# Cleaning and Treating Categorical Variables

In this notebook, we will explore how to handle categorical variables in a dataset. Machine learning algorithms typically require numerical input, so categorical variables need to be transformed into a numerical format. We will demonstrate two common encoding techniques:
- **Label Encoding**
- **One-Hot Encoding**

We will also cover handling missing values in categorical columns.

## Step 1: Import Required Libraries

We will use `numpy` and `pandas` for data manipulation, and `LabelEncoder` and `OneHotEncoder` from `sklearn.preprocessing` for encoding categorical variables.

In [None]:
import numpy as np
import pandas as pd
from sklearn.preprocessing import LabelEncoder, OneHotEncoder

## Step 2: Create the Dataset

We will create a dataset containing names, age, gender, and rank. Note that the `gender` column contains some missing values (`np.nan`).

In [None]:
data = {
    'names': ['steve', 'john', 'richard', 'sarah', 'randy', 'micheal', 'julie'],
    'age': [20, 22, 20, 21, 24, 23, 22],
    'gender': ['Male', 'Male', np.nan, 'Female', np.nan, 'Male', np.nan],
    'rank': [2, 1, 4, 5, 3, 7, 6]
}

df = pd.DataFrame(data)
df

## Step 3: Handle Missing Values

There are different strategies to handle missing values in categorical columns:
- Drop rows containing missing values (if few).
- Drop the entire column (if too many missing values).
- Replace missing values with the most frequent category.

In this example, we will drop the `gender` column because filling it might introduce incorrect assumptions.

In [None]:
df = df.drop('gender', axis=1)
df

## Step 4: Label Encoding

Label Encoding converts categorical values into numerical values. Each unique category is assigned a number from 0 to N-1, where N is the number of unique categories.

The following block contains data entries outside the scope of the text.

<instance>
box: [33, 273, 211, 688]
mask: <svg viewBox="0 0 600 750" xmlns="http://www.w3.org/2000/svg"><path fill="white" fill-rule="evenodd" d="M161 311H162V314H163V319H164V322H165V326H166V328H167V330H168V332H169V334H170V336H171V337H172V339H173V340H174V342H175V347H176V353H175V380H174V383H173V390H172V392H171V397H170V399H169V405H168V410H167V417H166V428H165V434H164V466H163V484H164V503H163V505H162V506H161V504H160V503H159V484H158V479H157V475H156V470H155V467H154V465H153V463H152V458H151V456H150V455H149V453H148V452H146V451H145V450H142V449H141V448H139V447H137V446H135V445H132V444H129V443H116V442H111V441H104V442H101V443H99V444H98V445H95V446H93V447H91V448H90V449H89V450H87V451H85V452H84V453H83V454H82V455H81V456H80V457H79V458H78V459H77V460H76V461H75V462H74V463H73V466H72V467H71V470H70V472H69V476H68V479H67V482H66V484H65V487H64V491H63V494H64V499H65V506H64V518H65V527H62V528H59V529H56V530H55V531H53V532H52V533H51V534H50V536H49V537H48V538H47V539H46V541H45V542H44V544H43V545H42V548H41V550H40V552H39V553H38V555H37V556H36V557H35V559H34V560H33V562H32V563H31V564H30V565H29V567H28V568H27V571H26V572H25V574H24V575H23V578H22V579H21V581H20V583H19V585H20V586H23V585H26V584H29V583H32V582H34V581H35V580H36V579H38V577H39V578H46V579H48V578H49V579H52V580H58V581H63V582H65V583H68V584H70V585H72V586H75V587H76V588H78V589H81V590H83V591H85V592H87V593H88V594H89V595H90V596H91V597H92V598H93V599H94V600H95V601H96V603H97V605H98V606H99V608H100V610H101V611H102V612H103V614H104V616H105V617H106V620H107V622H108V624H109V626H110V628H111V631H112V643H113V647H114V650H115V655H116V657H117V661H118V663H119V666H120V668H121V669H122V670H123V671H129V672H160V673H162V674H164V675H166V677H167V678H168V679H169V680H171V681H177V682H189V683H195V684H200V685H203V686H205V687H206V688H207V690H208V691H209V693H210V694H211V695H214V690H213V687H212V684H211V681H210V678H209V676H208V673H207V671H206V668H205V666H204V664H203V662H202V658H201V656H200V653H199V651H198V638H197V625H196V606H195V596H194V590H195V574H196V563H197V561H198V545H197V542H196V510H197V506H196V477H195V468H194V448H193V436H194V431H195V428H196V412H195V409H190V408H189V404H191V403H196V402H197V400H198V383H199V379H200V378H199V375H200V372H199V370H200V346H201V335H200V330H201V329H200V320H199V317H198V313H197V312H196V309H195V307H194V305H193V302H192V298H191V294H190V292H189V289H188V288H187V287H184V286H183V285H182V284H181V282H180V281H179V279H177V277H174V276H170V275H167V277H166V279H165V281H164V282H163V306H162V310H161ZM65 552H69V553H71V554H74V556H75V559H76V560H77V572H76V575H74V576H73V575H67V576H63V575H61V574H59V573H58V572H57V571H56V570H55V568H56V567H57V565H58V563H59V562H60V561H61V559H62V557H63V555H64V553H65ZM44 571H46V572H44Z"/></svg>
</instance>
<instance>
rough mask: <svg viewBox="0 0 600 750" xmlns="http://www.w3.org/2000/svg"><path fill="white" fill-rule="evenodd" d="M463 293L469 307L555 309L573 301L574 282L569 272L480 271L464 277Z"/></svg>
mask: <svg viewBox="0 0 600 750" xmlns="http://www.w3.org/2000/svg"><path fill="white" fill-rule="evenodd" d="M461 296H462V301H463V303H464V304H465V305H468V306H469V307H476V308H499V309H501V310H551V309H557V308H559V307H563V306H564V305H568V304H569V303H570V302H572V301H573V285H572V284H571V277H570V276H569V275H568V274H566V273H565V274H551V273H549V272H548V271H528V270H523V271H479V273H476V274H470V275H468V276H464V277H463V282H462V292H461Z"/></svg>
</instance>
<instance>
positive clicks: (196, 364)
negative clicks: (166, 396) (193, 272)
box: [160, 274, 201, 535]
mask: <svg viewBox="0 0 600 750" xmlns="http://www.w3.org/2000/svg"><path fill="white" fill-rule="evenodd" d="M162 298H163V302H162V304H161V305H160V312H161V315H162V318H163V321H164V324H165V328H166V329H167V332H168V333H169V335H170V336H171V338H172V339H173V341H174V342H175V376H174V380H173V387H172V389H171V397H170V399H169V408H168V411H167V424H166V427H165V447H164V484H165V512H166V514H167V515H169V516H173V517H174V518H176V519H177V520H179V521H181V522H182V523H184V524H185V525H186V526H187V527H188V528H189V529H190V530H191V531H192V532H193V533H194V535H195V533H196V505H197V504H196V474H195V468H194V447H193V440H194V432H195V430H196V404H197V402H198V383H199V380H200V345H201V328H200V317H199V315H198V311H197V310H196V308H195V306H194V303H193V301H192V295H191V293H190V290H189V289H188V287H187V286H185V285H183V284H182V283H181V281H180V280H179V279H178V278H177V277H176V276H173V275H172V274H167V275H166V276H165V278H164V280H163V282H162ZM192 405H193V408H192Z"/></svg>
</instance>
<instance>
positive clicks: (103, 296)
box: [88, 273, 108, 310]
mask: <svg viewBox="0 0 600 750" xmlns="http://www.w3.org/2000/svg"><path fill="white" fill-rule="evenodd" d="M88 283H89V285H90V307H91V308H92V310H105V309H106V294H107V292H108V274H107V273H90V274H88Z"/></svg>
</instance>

**Hint:** Label encoding is suitable for ordinal data or when there is no need to avoid implicit ranking of categories.

In [None]:
label_encoder = LabelEncoder()
label_encoder.fit(df['names'])

In [None]:
label_encoded_names = label_encoder.transform(df['names'])
label_encoded_names

## Step 5: One-Hot Encoding

One-Hot Encoding creates a binary column for each category. Each row will have a `1` in the column corresponding to its category, and `0` elsewhere.

**Hint:** One-Hot Encoding is preferred when categorical variables are nominal (no implicit order).

In [None]:
onehot_encoder = OneHotEncoder(sparse_output=False)
onehot_encoder.fit(df[['names']])

In [None]:
onehot_encoded_names = onehot_encoder.transform(df[['names']])

In [None]:
onehot_encoded_df = pd.DataFrame(onehot_encoded_names, columns=onehot_encoder.categories_)
onehot_encoded_df['names'] = df['names']
onehot_encoded_df

## Summary

1. We handled missing values by dropping the `gender` column.
2. We applied **Label Encoding** to convert names into numerical labels.
3. We applied **One-Hot Encoding** to create binary columns for each unique name.

These preprocessing steps make categorical data compatible with machine learning models.